Thank you, Cheri, for reading and responding. I'll admit I had the feeling in the opening pages of OF TIME AND THE RIVER that it was "overwritten," but then I detoured around that niggling postmodern objection and let myself sink into the long sentences and histrionic, youthful responses of the writer to his world. We were all young once, but very few of us wrote eloquent, lasting, classic American literature, and I'm glad -- as I can tell you are, also -- that Wolfe did.

On a completely unrelated note, you can visit the blog of a retired librarian to see what she made of her first visit to Dog Ears Books: http://reddeverywhere.blogspot.com/2016/10/i-dogear-books.html
It's fun to discover new corners of the blogosphere -- and to find myself in one of those corners, well, that's a trip!

P. J. Grath said...

And here I am back again to share another e-mail message, this one from Carol:

"Ah, so someone else has problems leaving comments on Blogger too! Hopefully this will go through; if not I'll also send it as an email.

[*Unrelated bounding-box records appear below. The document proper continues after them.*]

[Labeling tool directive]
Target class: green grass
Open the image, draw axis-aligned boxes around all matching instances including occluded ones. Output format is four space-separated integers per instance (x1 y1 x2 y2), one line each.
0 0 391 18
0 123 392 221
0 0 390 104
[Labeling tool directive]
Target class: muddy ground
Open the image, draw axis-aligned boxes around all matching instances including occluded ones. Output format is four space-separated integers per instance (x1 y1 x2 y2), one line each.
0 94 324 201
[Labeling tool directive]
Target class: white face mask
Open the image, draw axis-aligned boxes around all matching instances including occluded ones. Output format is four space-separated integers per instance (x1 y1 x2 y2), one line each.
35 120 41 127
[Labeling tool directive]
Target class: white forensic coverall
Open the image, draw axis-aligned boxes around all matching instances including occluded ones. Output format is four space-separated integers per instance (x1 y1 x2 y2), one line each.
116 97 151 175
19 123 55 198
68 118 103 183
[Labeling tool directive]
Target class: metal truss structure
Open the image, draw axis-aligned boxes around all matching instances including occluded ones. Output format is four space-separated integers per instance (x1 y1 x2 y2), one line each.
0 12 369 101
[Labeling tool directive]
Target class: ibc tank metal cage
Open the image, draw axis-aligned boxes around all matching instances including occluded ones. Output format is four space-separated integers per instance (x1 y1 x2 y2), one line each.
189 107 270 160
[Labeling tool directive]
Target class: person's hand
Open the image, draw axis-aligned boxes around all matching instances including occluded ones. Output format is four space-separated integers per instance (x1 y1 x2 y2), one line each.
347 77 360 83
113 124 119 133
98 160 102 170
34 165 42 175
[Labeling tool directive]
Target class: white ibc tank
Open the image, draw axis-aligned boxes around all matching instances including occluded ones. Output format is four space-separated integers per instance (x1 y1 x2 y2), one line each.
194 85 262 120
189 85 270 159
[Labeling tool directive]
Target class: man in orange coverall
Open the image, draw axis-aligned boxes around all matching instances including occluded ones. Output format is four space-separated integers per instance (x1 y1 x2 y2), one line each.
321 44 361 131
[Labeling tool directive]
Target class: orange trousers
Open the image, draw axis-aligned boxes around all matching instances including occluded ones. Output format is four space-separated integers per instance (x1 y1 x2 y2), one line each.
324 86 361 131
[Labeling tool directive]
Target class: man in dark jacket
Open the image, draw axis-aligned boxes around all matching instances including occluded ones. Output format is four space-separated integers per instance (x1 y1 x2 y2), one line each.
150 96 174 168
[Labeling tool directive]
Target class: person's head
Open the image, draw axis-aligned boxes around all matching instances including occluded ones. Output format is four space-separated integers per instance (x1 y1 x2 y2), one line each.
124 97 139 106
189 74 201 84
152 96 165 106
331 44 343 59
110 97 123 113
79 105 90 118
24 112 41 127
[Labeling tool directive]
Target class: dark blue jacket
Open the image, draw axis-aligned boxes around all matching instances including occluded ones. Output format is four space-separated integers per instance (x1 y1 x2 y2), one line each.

"As we are all caught up in the day to day angst of this particular political (and sports) season, it's so wonderful to be reminded of the timelessness of such concerns. Though caught up in his own details, Wolfe steps back enough to compare two very different worlds. Maybe in his time, baseball and presidential seemed more related (and civilized), but I doubt it. Every four years we think "how can our political discourse get any worse?" And every four years, we are newly surprised. Fortunately, the Cubs are proving that history does not have to determine our future, so maybe their inspiration will carry over into our politics."

There is an optimistic person!

BB-Idaho said...

Cubs win after 108 years! I can't wait for Nov 2124!

P. J. Grath said...

I had to check your math, BB. :) But can't it be sooner so we can see it again?